At the outset, many Indigenous leaders quickly condemned the ‘unresolved anger’ that perspired into unwarranted, unmitigated destruction.

“To burn things down is not our way,” said then National Chief of the Assembly of First Nations Perry Bellegarde. “Our way is to build relationships and come together.”

“The destruction of places of worship is unacceptable and it must stop,” added Prime Minister Justin Trudeau.

About half the fires involved Catholic churches, but included other Christian sects, according to CBC NewsFourteen fires took place on First Nation reserves while 13 others happened in rural towns or hamlets. Just nine have led to arrests. 

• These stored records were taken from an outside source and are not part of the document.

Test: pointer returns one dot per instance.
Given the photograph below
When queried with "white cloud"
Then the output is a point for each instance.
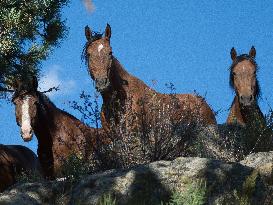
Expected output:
(52, 79)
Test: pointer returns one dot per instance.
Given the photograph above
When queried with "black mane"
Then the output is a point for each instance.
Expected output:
(235, 63)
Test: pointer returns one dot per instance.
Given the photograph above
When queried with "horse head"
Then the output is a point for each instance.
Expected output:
(243, 77)
(26, 100)
(98, 54)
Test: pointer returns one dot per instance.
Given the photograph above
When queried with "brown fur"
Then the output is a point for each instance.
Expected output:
(13, 160)
(118, 88)
(244, 108)
(59, 134)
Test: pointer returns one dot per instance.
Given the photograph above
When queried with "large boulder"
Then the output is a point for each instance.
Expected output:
(222, 183)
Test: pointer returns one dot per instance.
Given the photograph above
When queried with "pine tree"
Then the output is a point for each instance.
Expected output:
(29, 30)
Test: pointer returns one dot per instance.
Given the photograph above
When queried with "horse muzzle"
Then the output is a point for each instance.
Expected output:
(246, 100)
(27, 135)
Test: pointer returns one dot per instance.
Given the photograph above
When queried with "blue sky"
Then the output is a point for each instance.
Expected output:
(183, 42)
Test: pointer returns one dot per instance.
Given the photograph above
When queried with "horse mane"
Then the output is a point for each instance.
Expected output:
(235, 63)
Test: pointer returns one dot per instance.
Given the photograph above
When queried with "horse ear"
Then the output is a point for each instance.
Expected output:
(15, 84)
(108, 32)
(252, 52)
(35, 83)
(233, 54)
(88, 33)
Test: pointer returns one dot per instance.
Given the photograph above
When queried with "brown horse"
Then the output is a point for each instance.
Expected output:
(118, 89)
(15, 159)
(245, 110)
(59, 134)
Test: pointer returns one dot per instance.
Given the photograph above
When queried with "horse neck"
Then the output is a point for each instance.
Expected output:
(247, 115)
(122, 83)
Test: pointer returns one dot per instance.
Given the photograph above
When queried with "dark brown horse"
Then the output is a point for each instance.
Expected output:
(245, 110)
(59, 134)
(243, 80)
(120, 89)
(15, 159)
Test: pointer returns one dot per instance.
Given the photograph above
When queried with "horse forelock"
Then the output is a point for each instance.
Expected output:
(95, 36)
(235, 63)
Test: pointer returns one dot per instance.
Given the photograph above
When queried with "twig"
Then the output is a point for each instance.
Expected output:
(51, 89)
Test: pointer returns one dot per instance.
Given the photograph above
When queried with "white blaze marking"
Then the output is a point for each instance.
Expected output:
(100, 47)
(26, 127)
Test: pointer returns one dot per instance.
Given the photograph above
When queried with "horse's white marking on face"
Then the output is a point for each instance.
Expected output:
(100, 47)
(26, 126)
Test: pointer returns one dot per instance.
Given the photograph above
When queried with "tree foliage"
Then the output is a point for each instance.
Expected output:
(28, 32)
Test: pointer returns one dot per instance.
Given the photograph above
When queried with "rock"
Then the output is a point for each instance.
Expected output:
(226, 183)
(263, 163)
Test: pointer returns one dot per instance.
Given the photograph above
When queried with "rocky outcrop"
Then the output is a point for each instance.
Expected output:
(224, 183)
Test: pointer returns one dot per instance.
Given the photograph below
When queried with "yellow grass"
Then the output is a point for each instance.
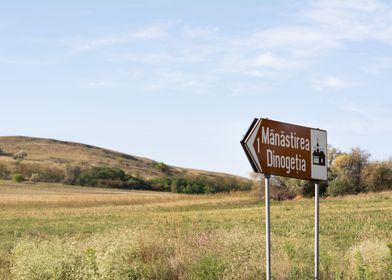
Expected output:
(52, 231)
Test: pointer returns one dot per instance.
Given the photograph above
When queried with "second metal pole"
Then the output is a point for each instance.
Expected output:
(316, 231)
(267, 229)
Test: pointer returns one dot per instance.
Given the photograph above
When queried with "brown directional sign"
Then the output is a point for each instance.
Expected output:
(288, 150)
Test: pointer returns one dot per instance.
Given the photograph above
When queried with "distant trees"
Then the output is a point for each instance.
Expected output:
(20, 155)
(18, 178)
(346, 172)
(162, 167)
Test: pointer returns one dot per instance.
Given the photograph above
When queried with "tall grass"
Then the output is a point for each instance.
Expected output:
(188, 237)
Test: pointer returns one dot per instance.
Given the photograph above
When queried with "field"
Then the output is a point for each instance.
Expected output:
(52, 231)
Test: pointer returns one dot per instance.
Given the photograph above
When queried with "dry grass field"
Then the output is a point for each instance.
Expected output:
(52, 231)
(55, 155)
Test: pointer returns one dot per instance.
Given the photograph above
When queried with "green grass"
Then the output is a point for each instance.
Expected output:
(51, 231)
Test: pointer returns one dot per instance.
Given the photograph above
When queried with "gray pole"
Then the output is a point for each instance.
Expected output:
(316, 232)
(267, 228)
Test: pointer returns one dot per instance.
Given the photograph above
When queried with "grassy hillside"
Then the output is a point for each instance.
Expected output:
(52, 231)
(50, 160)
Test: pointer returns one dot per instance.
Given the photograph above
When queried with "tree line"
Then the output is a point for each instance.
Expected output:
(349, 172)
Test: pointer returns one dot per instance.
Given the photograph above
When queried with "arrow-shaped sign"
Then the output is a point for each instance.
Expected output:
(286, 150)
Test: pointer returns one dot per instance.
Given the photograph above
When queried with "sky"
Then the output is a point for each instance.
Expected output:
(181, 81)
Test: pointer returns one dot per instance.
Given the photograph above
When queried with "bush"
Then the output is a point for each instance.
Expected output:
(209, 267)
(17, 178)
(34, 177)
(197, 185)
(71, 174)
(102, 176)
(19, 155)
(162, 167)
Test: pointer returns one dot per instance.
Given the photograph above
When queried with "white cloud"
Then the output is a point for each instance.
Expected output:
(153, 32)
(330, 82)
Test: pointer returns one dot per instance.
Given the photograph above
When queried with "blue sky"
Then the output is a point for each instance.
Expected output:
(180, 81)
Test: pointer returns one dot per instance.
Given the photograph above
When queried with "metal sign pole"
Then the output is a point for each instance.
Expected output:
(316, 231)
(267, 228)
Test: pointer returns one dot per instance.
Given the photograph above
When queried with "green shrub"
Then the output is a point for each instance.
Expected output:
(209, 267)
(162, 167)
(19, 155)
(17, 178)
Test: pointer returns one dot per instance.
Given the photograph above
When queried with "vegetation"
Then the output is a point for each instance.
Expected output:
(77, 164)
(52, 231)
(162, 167)
(349, 173)
(17, 178)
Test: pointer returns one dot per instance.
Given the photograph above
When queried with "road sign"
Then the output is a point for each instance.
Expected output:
(288, 150)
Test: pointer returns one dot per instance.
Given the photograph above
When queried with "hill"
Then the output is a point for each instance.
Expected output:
(51, 160)
(52, 231)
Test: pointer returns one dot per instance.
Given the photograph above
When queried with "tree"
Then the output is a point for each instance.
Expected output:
(346, 172)
(19, 155)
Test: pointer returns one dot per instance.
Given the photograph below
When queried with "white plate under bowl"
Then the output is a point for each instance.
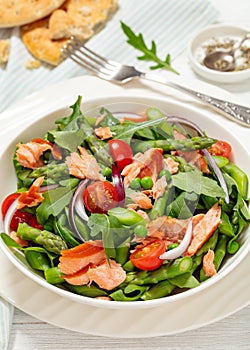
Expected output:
(171, 308)
(215, 31)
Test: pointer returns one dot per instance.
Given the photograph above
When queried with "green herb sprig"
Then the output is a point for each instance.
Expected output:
(149, 54)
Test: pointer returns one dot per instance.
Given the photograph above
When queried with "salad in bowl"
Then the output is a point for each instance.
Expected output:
(125, 207)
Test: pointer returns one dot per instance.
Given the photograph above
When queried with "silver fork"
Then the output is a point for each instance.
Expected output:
(119, 73)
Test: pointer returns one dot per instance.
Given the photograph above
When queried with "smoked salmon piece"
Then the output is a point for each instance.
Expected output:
(75, 259)
(149, 163)
(104, 133)
(107, 275)
(87, 263)
(204, 229)
(170, 229)
(208, 264)
(79, 278)
(32, 197)
(84, 165)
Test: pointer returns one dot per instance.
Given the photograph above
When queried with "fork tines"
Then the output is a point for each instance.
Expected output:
(87, 58)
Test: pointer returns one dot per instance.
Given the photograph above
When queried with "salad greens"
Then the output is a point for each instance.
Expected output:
(149, 54)
(132, 219)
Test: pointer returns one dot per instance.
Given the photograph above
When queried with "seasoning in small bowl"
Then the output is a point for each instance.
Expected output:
(219, 39)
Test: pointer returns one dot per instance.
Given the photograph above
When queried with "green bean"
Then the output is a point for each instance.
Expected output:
(37, 260)
(54, 275)
(161, 203)
(239, 176)
(122, 254)
(125, 216)
(128, 266)
(186, 280)
(225, 226)
(64, 232)
(170, 270)
(210, 244)
(219, 254)
(82, 228)
(131, 292)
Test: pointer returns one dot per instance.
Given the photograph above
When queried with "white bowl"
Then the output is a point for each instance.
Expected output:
(208, 33)
(134, 105)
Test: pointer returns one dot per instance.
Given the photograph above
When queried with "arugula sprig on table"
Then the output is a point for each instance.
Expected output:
(149, 54)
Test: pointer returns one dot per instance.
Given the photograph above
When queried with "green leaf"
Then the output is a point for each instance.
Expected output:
(108, 118)
(54, 202)
(183, 206)
(149, 54)
(71, 122)
(194, 181)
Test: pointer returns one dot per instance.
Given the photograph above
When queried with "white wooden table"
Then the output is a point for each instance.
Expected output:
(231, 333)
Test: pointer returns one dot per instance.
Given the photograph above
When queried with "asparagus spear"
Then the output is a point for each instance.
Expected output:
(50, 170)
(194, 143)
(47, 239)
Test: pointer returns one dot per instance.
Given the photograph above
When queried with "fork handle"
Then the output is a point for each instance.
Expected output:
(235, 112)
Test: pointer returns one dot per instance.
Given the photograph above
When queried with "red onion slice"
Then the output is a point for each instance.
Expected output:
(180, 250)
(210, 159)
(8, 216)
(118, 183)
(76, 204)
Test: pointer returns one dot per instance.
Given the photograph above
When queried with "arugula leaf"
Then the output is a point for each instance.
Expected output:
(54, 202)
(108, 118)
(149, 54)
(183, 206)
(71, 122)
(69, 140)
(194, 181)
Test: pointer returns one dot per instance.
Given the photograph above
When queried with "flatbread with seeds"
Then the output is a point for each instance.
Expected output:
(36, 38)
(80, 18)
(18, 12)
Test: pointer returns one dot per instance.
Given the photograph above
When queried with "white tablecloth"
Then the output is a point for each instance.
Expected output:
(28, 332)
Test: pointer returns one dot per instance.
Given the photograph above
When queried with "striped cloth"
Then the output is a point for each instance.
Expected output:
(6, 312)
(171, 23)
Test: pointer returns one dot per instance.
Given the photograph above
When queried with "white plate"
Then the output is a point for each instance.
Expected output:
(56, 309)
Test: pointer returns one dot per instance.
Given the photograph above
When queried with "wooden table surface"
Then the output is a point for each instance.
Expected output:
(231, 333)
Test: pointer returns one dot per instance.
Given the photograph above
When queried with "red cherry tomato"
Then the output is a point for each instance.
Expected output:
(19, 217)
(100, 196)
(147, 257)
(121, 153)
(7, 202)
(220, 148)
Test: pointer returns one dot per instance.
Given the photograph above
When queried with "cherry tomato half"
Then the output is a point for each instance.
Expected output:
(147, 257)
(220, 148)
(121, 153)
(100, 196)
(19, 217)
(7, 203)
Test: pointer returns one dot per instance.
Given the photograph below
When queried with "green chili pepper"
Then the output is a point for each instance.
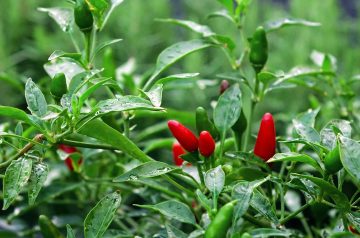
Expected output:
(48, 229)
(239, 128)
(258, 49)
(83, 16)
(203, 123)
(109, 63)
(222, 221)
(332, 161)
(58, 86)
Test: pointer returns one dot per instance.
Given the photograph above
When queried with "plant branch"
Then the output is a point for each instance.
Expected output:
(24, 150)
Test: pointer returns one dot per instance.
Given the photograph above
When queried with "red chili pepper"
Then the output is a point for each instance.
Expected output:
(68, 161)
(353, 230)
(206, 144)
(177, 151)
(223, 86)
(183, 135)
(266, 140)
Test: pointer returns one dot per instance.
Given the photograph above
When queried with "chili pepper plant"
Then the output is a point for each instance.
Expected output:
(97, 153)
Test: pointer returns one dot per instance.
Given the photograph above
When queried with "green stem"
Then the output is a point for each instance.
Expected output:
(88, 48)
(248, 132)
(179, 186)
(87, 145)
(256, 221)
(24, 150)
(76, 46)
(286, 219)
(201, 175)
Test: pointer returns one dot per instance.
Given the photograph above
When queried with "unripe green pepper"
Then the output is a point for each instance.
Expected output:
(332, 161)
(48, 229)
(203, 123)
(222, 221)
(258, 49)
(83, 16)
(109, 63)
(239, 128)
(58, 86)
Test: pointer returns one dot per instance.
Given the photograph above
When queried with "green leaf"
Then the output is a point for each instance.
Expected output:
(354, 219)
(306, 132)
(269, 232)
(204, 30)
(48, 229)
(328, 134)
(281, 23)
(35, 99)
(173, 210)
(104, 133)
(56, 189)
(262, 204)
(174, 232)
(326, 61)
(101, 46)
(301, 72)
(146, 170)
(69, 232)
(15, 113)
(291, 156)
(16, 177)
(172, 54)
(227, 110)
(85, 95)
(113, 5)
(62, 16)
(243, 191)
(63, 65)
(176, 77)
(62, 54)
(228, 4)
(98, 9)
(349, 155)
(215, 180)
(339, 198)
(100, 217)
(37, 179)
(155, 94)
(125, 103)
(224, 14)
(205, 202)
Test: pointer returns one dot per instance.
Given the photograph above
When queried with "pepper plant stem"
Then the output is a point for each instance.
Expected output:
(286, 219)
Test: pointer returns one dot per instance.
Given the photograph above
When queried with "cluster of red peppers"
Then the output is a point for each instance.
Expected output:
(205, 144)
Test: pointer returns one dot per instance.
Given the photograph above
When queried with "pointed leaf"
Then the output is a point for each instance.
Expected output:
(291, 156)
(215, 180)
(105, 133)
(63, 16)
(227, 110)
(16, 177)
(201, 29)
(349, 155)
(35, 99)
(173, 210)
(262, 204)
(125, 103)
(37, 179)
(172, 54)
(100, 217)
(146, 170)
(69, 232)
(339, 198)
(278, 24)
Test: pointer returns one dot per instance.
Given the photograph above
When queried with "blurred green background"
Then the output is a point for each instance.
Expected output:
(29, 36)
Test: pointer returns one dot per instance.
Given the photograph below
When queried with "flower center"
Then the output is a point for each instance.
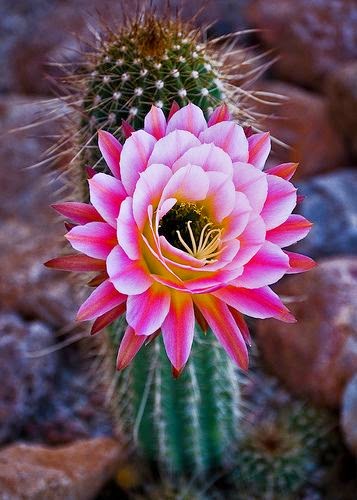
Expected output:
(187, 227)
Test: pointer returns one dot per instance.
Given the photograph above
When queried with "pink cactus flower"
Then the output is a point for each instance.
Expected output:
(189, 227)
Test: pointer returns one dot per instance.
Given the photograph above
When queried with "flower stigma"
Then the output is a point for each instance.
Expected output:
(187, 227)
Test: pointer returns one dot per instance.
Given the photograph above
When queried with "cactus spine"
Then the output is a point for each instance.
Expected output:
(186, 425)
(189, 424)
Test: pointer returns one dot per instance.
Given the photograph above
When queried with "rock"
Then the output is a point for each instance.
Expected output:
(316, 356)
(26, 381)
(302, 121)
(342, 95)
(313, 36)
(349, 414)
(73, 472)
(31, 231)
(331, 204)
(34, 38)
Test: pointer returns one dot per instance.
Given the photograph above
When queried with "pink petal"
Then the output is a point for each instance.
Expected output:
(81, 213)
(285, 170)
(107, 318)
(106, 194)
(221, 195)
(127, 129)
(128, 276)
(280, 201)
(251, 240)
(267, 266)
(129, 347)
(75, 262)
(259, 149)
(188, 118)
(252, 182)
(90, 172)
(222, 323)
(178, 328)
(146, 312)
(190, 183)
(95, 239)
(292, 230)
(242, 325)
(230, 137)
(168, 149)
(103, 299)
(155, 122)
(237, 220)
(259, 302)
(127, 230)
(299, 263)
(212, 280)
(220, 114)
(207, 156)
(148, 191)
(134, 158)
(174, 108)
(111, 150)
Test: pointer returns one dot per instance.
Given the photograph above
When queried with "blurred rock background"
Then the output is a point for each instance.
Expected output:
(48, 396)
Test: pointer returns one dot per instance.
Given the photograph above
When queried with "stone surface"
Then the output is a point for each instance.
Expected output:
(47, 395)
(73, 472)
(26, 381)
(35, 35)
(31, 233)
(33, 39)
(302, 121)
(342, 95)
(316, 356)
(313, 36)
(349, 415)
(331, 204)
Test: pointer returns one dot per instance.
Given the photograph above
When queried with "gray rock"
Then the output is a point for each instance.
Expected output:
(72, 472)
(313, 36)
(26, 380)
(316, 356)
(331, 204)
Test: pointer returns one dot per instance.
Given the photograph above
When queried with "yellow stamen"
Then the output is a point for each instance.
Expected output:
(207, 248)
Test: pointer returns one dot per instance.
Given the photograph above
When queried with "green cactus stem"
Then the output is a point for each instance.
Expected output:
(187, 425)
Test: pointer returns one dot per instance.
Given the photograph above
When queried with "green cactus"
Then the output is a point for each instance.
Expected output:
(279, 455)
(189, 424)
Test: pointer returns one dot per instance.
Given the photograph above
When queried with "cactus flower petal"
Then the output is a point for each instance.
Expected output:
(129, 346)
(178, 329)
(103, 299)
(111, 150)
(259, 149)
(194, 229)
(106, 194)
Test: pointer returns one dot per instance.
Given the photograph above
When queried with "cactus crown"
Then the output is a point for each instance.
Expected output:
(149, 61)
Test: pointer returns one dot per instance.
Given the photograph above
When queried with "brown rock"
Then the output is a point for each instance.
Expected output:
(316, 356)
(31, 232)
(331, 205)
(349, 415)
(33, 38)
(312, 36)
(303, 122)
(74, 472)
(342, 96)
(26, 381)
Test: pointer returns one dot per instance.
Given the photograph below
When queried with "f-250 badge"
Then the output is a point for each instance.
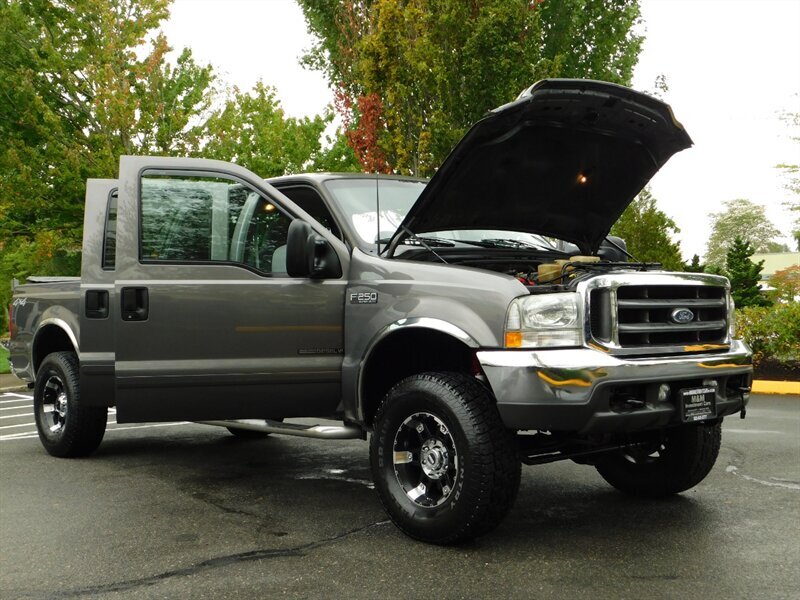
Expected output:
(364, 298)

Alberta RCMP Cpl. Troy Savinkoff, said the agency has yet to determine a clear motivation to link the fires, as the perpetrators “come from all walks of life.”

Other cases that resulted in charges remain before the courts, including two men alleged to have burned down the Nativity of the Blessed Virgin Roman Catholic Church in Fort Chipewyan, Alberta.

Two other men in their 50s are before the courts for a fire that destroyed St. Bernard’s church near the Kapawe’no First Nation in Alberta. 

Both cases go to trial this spring, reported CBC News.